11

This is a complete rewrite of the question. Hopefully it is clearer now.

I want to implement in C a function that performs addition of signed ints with wrapping in case of overflow.

I want to target mainly the x86-64 architecture, but of course the more portable the implementation is the better. I'm also concerned mostly about producing decent assembly code through gcc, clang, icc, and whatever is used on Windows.

The goal is twofold:

  1. write correct C code that doesn't fall into the undefined behavior blackhole;
  2. write code that gets compiled to decent machine code.

By decent machine code I mean a single leal or a single addl instruction on machines which natively support the operation.

I'm able to satisfy either of the two requisites, but not both.

Attempt 1

The first implementation that comes to mind is

int add_wrap(int x, int y) {
    return (unsigned) x + (unsigned) y;
}

This seems to work with gcc, clang and icc. However, as far as I know, the C standard doesn't specify the cast from unsigned int to signed int, leaving freedom to the implementations (see also here).

Otherwise, if the new type is signed and the value cannot be represented in it; either the result is implementation-defined or an implementation-defined signal is raised.

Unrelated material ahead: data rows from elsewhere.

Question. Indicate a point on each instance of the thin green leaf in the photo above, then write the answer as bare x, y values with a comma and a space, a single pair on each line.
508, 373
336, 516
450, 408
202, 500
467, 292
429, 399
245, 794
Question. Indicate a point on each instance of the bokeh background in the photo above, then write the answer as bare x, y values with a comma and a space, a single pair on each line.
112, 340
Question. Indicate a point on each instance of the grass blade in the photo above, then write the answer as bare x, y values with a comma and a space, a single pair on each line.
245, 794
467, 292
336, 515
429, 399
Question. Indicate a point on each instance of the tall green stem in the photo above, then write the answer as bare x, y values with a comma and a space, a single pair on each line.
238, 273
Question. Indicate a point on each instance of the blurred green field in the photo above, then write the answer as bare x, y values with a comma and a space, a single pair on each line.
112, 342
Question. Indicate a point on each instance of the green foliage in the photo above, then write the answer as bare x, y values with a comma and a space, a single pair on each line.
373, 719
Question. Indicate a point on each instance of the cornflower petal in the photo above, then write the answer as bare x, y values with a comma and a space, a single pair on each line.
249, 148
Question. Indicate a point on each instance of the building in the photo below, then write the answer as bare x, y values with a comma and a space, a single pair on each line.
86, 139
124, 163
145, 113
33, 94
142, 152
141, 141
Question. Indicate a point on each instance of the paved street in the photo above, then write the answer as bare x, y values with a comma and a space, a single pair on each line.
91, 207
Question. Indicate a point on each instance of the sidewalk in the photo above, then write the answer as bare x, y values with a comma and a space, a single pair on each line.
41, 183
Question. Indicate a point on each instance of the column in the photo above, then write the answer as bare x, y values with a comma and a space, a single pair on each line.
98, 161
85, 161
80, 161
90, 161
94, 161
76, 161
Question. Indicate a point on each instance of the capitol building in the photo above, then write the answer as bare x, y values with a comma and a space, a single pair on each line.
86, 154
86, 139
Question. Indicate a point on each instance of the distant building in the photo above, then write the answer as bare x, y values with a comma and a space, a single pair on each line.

I believe most (all?) major compilers do the expected conversion from unsigned to int, meaning that they take the correct representative modulus 2^N, where N is the number of bits, but it's not mandated by the standard so it cannot be relied upon (stupid C standard hits again). Also, while this is the simplest thing to do on two's complement machines, it is impossible on ones' complement machines, because there is a class which is not representable: 2^(N/2).

Attempt 2

According to the clang docs, one can use __builtin_add_overflow like this

int add_wrap(int x, int y) {
    int res;
    __builtin_add_overflow(x, y, &res);
    return res;
}

and this should do the trick with clang, because the docs clearly say

If possible, the result will be equal to mathematically-correct result and the builtin will return 0. Otherwise, the builtin will return 1 and the result will be equal to the unique value that is equivalent to the mathematically-correct result modulo two raised to the k power, where k is the number of bits in the result type.

The problem is that in the GCC docs they say

These built-in functions promote the first two operands into infinite precision signed type and perform addition on those promoted operands. The result is then cast to the type the third pointer argument points to and stored there.

As far as I know, casting from long int to int is implementation specific, so I don't see any guarantee that this will result in the wrapping behavior.

As you can see [here][godbolt], GCC will also generate the expected code, but I wanted to be sure that this is not by chance ans is indeed part of the specification of __builtin_add_overflow.

icc also seems to produce something reasonable.

This produces decent assembly, but relies on intrinsics, so it's not really standard compliant C.

Attempt 3

Follow the suggestions of those pedantic guys from SEI CERT C Coding Standard.

In their CERT INT32-C recommendation they explain how to check in advance for potential overflow. Here is what comes out following their advice:

#include <limits.h>

int add_wrap(int x, int y) {
    if ((x > 0) && (y > INT_MAX - x))
        return (x + INT_MIN) + (y + INT_MIN);
    else if ((x < 0) && (y < INT_MIN - x))
        return (x - INT_MIN) + (y - INT_MIN);
    else
        return x + y;
}

The code performs the correct checks and compiles to leal with gcc, but not with clang or icc.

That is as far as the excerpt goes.